Tailless Whipscorpions (Family Phrynidae) are very common at night in Costa Rica, and I saw quite a few of them while I was there. I spotted this large Tailless Whipscorpion lurking at the base of a tree next to my cabin one evening.
Despite their terrifying appearance, Tailless Whipscorpions are entirely harmless to humans, and only invertebrates like cockroaches need fear them. Tailless Whipscorpions are not actually scorpions and don't have stingers. The claw-like structures near their mouths are actually grasping, spiny pedipalps that they use to capture their prey.

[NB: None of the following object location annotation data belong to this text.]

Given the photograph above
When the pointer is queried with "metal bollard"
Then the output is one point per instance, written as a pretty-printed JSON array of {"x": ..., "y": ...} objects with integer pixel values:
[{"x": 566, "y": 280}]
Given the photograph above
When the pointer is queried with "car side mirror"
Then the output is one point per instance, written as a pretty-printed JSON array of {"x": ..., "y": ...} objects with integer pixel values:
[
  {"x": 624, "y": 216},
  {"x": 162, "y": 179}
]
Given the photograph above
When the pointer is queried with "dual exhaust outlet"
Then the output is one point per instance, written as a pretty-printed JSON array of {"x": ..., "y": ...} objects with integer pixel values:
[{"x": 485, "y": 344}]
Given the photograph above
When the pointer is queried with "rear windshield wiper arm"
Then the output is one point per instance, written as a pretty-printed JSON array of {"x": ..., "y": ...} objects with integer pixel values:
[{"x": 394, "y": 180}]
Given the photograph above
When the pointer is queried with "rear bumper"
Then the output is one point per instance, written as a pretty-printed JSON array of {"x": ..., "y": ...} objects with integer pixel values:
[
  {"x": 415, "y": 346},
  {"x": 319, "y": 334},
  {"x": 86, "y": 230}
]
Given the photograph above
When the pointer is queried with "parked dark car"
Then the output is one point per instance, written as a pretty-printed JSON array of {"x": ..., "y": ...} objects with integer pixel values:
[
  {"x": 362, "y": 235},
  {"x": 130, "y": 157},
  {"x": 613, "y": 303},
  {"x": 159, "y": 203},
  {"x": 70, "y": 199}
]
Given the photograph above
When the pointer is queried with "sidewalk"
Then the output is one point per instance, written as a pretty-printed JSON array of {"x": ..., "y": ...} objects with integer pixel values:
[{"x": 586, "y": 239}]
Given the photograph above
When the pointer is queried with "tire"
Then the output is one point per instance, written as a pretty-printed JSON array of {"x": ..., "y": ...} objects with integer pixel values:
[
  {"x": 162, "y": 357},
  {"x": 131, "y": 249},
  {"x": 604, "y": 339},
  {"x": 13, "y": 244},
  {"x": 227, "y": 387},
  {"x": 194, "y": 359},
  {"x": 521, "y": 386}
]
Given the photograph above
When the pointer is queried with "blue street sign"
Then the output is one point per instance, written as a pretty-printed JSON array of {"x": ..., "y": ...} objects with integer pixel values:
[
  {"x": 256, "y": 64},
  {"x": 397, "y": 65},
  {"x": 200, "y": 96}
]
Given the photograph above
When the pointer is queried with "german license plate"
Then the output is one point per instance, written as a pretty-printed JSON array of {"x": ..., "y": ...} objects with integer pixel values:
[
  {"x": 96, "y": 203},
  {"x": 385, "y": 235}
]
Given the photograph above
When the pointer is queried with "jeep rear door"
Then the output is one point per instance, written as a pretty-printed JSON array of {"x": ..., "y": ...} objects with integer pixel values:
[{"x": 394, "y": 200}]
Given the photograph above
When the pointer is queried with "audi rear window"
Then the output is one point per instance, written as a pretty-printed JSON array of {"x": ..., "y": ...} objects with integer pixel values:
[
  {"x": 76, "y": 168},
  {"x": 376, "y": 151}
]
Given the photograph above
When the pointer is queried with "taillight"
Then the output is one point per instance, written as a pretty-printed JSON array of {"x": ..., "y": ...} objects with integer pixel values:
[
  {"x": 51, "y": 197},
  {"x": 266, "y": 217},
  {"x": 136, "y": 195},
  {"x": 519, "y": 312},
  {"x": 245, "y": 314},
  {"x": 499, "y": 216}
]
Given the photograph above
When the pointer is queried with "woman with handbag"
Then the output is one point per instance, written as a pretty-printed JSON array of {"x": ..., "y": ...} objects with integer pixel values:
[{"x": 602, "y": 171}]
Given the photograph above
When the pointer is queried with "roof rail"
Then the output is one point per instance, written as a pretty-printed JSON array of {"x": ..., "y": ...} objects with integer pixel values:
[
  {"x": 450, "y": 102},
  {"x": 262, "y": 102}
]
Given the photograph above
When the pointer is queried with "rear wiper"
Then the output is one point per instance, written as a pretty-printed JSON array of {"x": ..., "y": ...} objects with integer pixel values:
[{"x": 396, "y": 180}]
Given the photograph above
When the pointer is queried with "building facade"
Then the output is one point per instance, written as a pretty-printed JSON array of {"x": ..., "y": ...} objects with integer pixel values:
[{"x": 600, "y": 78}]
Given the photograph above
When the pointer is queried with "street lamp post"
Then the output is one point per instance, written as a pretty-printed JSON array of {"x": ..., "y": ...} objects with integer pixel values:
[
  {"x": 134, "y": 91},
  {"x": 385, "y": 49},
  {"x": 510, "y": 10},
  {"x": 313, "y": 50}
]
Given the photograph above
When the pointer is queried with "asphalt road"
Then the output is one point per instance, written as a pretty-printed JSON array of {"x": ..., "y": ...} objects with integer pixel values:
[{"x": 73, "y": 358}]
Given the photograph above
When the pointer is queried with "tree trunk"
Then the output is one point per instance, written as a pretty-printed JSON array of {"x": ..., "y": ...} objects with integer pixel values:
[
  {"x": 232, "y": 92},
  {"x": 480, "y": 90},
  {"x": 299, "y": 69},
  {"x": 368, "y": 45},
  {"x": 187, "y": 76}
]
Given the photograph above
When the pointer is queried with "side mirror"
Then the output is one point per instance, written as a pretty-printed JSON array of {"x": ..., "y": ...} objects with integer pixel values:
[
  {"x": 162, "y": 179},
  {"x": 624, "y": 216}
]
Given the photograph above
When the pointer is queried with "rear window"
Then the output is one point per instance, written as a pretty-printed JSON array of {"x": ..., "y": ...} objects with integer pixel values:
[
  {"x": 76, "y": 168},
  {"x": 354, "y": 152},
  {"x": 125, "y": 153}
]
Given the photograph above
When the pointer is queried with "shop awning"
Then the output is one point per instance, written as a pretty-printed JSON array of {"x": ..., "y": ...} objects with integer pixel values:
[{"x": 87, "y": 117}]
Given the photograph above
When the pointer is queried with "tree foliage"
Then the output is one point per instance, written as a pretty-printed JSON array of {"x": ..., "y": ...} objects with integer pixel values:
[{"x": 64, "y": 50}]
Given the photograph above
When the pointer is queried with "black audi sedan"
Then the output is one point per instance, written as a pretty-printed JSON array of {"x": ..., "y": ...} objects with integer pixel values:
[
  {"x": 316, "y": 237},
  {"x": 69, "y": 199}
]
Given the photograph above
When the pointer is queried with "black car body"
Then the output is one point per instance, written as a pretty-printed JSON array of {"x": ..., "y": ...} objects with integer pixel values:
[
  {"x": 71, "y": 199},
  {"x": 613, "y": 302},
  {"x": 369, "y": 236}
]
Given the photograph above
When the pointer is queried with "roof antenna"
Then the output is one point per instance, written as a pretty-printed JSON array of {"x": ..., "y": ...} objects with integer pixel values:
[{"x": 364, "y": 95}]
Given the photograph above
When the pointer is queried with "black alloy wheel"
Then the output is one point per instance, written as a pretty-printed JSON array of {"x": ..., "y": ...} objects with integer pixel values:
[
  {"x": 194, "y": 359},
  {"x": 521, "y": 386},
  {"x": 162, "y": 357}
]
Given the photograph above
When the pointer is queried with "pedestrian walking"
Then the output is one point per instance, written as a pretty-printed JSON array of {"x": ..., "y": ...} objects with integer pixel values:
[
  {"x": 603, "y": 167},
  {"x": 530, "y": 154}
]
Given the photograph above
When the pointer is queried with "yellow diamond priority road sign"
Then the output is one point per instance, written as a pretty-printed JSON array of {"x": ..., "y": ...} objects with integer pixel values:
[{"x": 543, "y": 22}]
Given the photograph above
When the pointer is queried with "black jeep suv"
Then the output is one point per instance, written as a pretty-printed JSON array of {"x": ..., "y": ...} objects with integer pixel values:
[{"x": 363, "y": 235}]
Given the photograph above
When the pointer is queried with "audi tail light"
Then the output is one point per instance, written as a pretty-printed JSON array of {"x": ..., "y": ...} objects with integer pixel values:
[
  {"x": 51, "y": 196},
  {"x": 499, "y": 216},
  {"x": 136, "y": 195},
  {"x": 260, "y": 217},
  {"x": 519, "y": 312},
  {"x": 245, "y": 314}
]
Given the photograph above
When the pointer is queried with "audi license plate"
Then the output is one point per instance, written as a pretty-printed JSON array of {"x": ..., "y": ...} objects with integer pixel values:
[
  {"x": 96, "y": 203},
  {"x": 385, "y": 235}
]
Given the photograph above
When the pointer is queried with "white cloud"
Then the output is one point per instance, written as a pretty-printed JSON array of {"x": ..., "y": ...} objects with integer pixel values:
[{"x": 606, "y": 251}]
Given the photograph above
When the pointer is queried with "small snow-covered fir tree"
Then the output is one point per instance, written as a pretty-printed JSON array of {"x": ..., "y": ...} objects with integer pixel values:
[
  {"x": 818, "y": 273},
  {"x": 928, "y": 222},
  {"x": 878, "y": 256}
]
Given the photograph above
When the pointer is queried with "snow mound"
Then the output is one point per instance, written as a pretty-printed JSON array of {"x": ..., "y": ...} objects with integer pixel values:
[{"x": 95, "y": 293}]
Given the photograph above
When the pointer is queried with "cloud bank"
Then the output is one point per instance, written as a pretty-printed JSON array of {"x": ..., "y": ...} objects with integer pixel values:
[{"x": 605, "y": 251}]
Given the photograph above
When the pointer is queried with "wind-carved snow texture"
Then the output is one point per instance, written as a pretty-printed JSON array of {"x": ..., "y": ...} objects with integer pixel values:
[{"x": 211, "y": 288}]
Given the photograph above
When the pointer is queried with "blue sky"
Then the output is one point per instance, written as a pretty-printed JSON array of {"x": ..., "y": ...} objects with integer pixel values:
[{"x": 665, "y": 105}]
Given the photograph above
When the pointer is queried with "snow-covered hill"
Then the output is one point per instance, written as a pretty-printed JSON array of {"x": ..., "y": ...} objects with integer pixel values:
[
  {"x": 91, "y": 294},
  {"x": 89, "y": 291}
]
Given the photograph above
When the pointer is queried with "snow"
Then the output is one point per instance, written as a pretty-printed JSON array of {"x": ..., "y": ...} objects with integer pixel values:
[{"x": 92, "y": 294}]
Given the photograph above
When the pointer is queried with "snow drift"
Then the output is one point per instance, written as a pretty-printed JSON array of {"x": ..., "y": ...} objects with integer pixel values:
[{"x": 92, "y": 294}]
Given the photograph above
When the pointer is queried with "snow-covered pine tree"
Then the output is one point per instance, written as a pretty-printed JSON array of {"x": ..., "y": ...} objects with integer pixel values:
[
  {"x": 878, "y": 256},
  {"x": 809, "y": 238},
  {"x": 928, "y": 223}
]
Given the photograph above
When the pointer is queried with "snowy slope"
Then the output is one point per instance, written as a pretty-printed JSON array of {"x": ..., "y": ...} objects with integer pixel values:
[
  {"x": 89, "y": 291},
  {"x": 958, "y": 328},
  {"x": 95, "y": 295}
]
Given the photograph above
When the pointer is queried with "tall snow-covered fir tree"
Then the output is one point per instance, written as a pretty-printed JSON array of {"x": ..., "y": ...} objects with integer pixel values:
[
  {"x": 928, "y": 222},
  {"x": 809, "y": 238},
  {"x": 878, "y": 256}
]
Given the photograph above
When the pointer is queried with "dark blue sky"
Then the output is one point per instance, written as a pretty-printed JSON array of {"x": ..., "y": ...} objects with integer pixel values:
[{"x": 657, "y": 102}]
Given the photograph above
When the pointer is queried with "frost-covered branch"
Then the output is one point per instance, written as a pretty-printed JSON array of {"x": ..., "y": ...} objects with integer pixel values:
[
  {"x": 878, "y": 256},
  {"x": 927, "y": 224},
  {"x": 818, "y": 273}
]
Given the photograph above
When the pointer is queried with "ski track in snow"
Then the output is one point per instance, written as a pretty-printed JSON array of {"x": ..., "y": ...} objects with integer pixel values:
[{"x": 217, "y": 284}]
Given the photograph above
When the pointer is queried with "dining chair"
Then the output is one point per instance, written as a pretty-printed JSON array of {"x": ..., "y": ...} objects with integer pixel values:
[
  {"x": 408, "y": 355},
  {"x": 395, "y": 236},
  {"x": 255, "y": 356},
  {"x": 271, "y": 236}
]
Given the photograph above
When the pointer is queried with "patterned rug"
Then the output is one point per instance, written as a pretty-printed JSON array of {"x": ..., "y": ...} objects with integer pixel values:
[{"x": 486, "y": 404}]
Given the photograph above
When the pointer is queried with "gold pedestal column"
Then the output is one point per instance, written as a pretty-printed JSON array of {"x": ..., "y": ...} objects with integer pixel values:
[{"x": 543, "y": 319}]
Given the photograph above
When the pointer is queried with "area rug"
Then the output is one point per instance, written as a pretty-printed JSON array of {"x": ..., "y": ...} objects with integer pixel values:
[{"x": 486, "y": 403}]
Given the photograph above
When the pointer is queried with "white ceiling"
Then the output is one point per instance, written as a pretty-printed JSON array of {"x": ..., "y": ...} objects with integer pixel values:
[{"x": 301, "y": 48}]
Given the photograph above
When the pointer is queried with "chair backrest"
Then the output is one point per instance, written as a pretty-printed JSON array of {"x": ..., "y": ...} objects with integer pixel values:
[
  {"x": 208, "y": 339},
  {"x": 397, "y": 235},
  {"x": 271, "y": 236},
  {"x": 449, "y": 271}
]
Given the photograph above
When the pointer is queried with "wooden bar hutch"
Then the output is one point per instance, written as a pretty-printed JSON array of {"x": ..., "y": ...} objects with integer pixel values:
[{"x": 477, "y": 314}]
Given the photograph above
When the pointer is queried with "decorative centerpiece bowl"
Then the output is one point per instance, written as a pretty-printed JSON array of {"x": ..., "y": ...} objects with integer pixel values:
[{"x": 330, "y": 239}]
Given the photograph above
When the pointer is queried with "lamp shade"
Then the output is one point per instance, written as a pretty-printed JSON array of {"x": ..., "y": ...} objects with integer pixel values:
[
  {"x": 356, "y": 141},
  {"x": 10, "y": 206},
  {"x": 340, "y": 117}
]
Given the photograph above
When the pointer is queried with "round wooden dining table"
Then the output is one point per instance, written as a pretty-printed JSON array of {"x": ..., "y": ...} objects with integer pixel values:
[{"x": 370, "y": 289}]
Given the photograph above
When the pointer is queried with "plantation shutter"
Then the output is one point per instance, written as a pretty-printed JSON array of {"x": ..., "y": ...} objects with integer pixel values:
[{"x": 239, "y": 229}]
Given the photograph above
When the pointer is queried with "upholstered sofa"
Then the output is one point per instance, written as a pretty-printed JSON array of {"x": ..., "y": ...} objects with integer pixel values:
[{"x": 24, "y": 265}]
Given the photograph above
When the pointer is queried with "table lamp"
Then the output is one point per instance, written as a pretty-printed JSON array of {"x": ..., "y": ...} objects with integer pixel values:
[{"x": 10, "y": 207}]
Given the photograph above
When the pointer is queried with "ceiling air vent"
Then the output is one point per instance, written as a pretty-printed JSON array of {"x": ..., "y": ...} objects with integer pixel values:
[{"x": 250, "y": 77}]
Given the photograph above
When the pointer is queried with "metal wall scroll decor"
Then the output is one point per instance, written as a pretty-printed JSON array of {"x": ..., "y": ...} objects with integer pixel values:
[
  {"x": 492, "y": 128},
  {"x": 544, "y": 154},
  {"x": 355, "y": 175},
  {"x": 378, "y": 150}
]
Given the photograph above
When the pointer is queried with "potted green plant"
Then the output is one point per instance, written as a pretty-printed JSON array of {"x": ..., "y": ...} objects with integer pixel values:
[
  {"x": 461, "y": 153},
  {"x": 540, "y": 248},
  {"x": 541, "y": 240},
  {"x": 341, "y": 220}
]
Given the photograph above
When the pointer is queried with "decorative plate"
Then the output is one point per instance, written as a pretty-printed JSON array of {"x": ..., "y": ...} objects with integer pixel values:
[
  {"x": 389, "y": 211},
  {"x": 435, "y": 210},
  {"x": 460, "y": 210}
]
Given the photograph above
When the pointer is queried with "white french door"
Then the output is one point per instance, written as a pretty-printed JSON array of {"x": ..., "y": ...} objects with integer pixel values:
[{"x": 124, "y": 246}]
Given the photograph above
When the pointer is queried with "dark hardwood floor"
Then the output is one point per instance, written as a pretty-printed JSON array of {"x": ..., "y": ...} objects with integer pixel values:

Like spiders, Tailless Whipscorpions are eight-legged arachnids, but they are not spiders either. Tailless Whipscorpions are in their own order, Amblypygi, and are referred to as amblypygids. Two of a Tailless Whipscorpion's eight legs are extremely long and function as antennae. The Tailless Whipscorpion uses these slender, delicate, whip-like, antenniform front legs as sensory organs to probe for its prey in the dark. These "whips" are slender and difficult to see, but the right "whip" touches the upper right corner and the left "whip" touches the left edge in the photo below.
Our naturalist guide for a nighttime hike through the Costa Rican jungle told us of an amusing (and completely untrue) folk tale that Tailless Whipscorpions will whip people with their poisonous whips and the only way for a whipping victim to survive is to immediately urinate on wherever the Tailless Whipscorpion touched. For some people, I think that the need for this urine "cure" could just be a likely story to cover up a very understandable loss of bladder control from having such a horrifying-looking creature crawling on them. Even though I know that they are completely harmless, I certainly wouldn't want a Tailless Whipscorpion on me (shudder).
Tailless Whipscorpions are mainly tropical and subtropical species, and they are also found where I live here in Tucson, Arizona.